Le dernier récital de la saison de la Monnaie était réservé hier soir au chanteur slovaque Pavol Breslik, un ami de la maison à qui on confie volontiers les rôles mozartiens. Accompagné par le brillant pianiste israélien Amir Katz, le ténor avait résolu d’articuler son programme autour de trois compositeurs romantiques, Dvorák, Liszt et Schumann. Sous cette apparente cohérence, ce sont en fait trois facettes bien distinctes du répertoire romantique qui furent présentées : la veine populaire, ou d’inspiration populaire, avec les sept Chants Tziganes de Dvorák, la veine bel-cantiste avec les Sonnets de Pétrarque de Liszt et la quintessence du romantisme poétique avec le justement célèbre Dichterliebe de Schumann.

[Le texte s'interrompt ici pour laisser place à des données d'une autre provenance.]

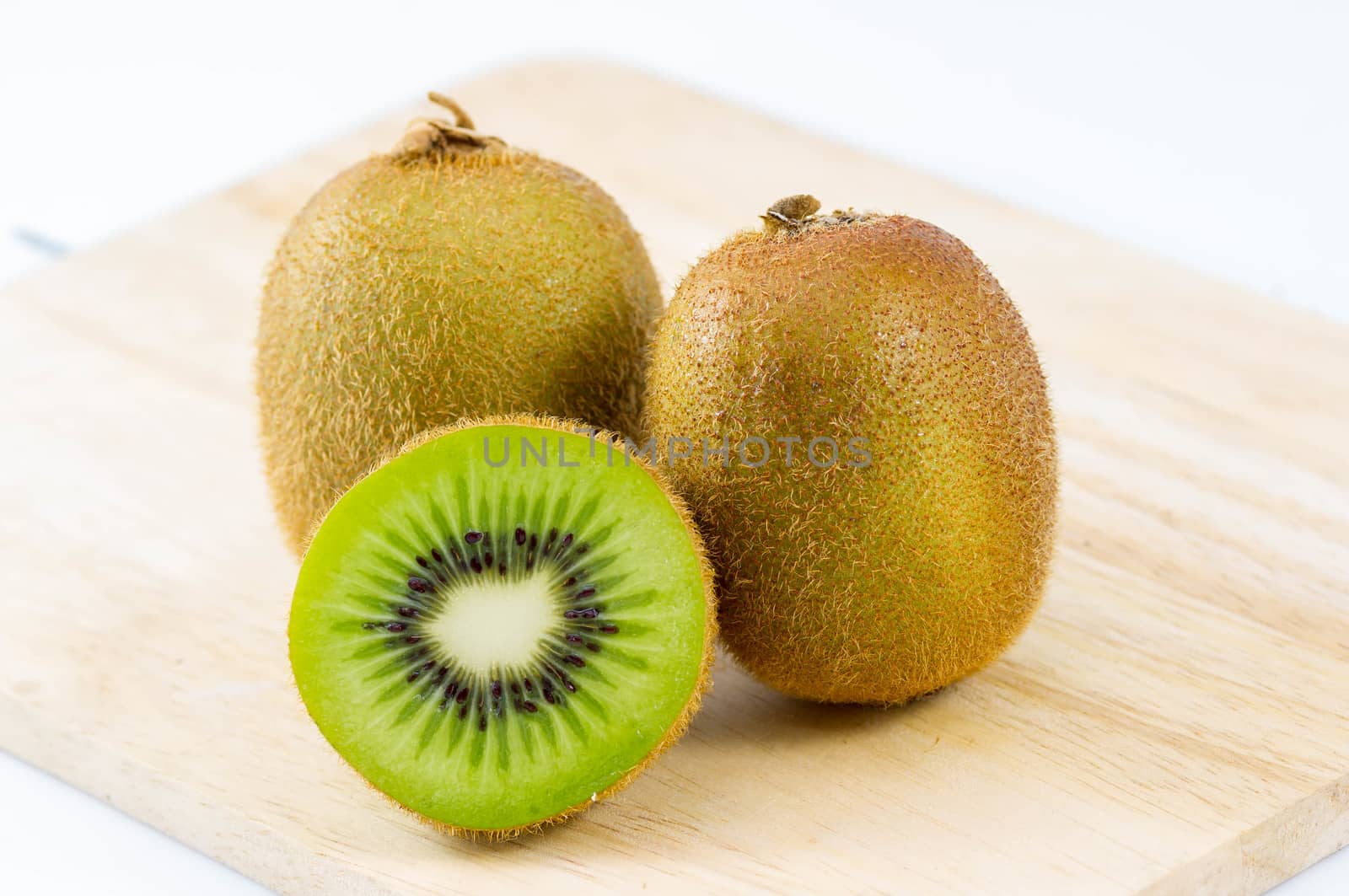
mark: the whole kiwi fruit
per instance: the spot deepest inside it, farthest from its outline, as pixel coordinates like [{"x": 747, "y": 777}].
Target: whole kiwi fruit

Si Breslik est avant tout un chanteur d’opéra, sans doute plus à son aise lorsqu’il peut déployer les ors de sa voix et se mouvoir sur scène, il en aura vraisemblablement surpris plus d’un par sa sensibilité poétique très délicate, l’étonnante palette de couleurs qu’il a montrée tout au long de la soirée et sa belle assurance dans un répertoire qu’il pratique sans doute moins, mais que manifestement il connaît bien et qu’il a à cœur de transmettre au public.
Entamant le récital en langue tchèque, il donne des Chansons Tziganes de Dvorák une version vigoureuse et colorée, proche de ses sources populaires, rejoint par le pianiste dans un bel entrain contagieux mais relativement peu nuancé. Breslik aborde ensuite Liszt – le Liszt italianisant des Sonnets de Pétrarque – comme il chanterait Bellini, avec un splendide legato, toute en nuances et demi-teintes, mais aussi très virtuose et exigeant pour la voix, éminemment lyrique. Le résultat est tout simplement magnifique, à défaut d’être très profond, et suffisamment brillant pour terminer avec éclat la première partie du récital.
C’est en poète qu’il présente ensuite le Dichterliebe de Schumann, de loin l’œuvre la plus ambitieuse du programme. Dès le début du cycle, qui commence pourtant de façon assez détachée, il exprime parfaitement le sentiment d’unruhigkeit, cette inquiétude angoissée qui, avec l’humour, est une des caractéristiques des poèmes de Heine à laquelle répond si bien la musique tourmentée de Schumann. Gagnant en inspiration poétique au fil du déroulement du cycle, Breslik témoigne magnifiquement de son attachement pour le répertoire qu’il défend, de l’étendue de sa palette de couleurs, osant des transparences, des pianissimos, prenant le risque de se montrer vulnérable pour transmettre ses émotions. Les cinq ou six derniers lieder du cycle sont tout simplement admirables d’intensité, et révèlent toutes les qualités expressives de ce ténor particulièrement attachant. Regrettons simplement que le recours (néanmoins discret) à la partition coupe par moments le chanteur d’un contact visuel avec son public, pourtant indispensable au bon déroulement du fil narratif du cycle.
C’est dans Liszt et Schumann que les belles qualités pianistiques d’Amir Katz sont les plus sensibles. Même si l’ensemble de sa prestation reste marquée par une vision parfois trop objective, un rien de froideur et relativement peu d’interventions très personnelles, ce pianiste fait preuve d’une grande maîtrise et soutien très efficacement son partenaire, avec des moyens techniques quasiment sans faille.
Très complices, les deux musiciens donneront encore en bis deux incontournables du répertoire : Widmung de Schumann, et Zueignung de Strauss, pour le plus grand bonheur d’un public malheureusement un peu clairsemé.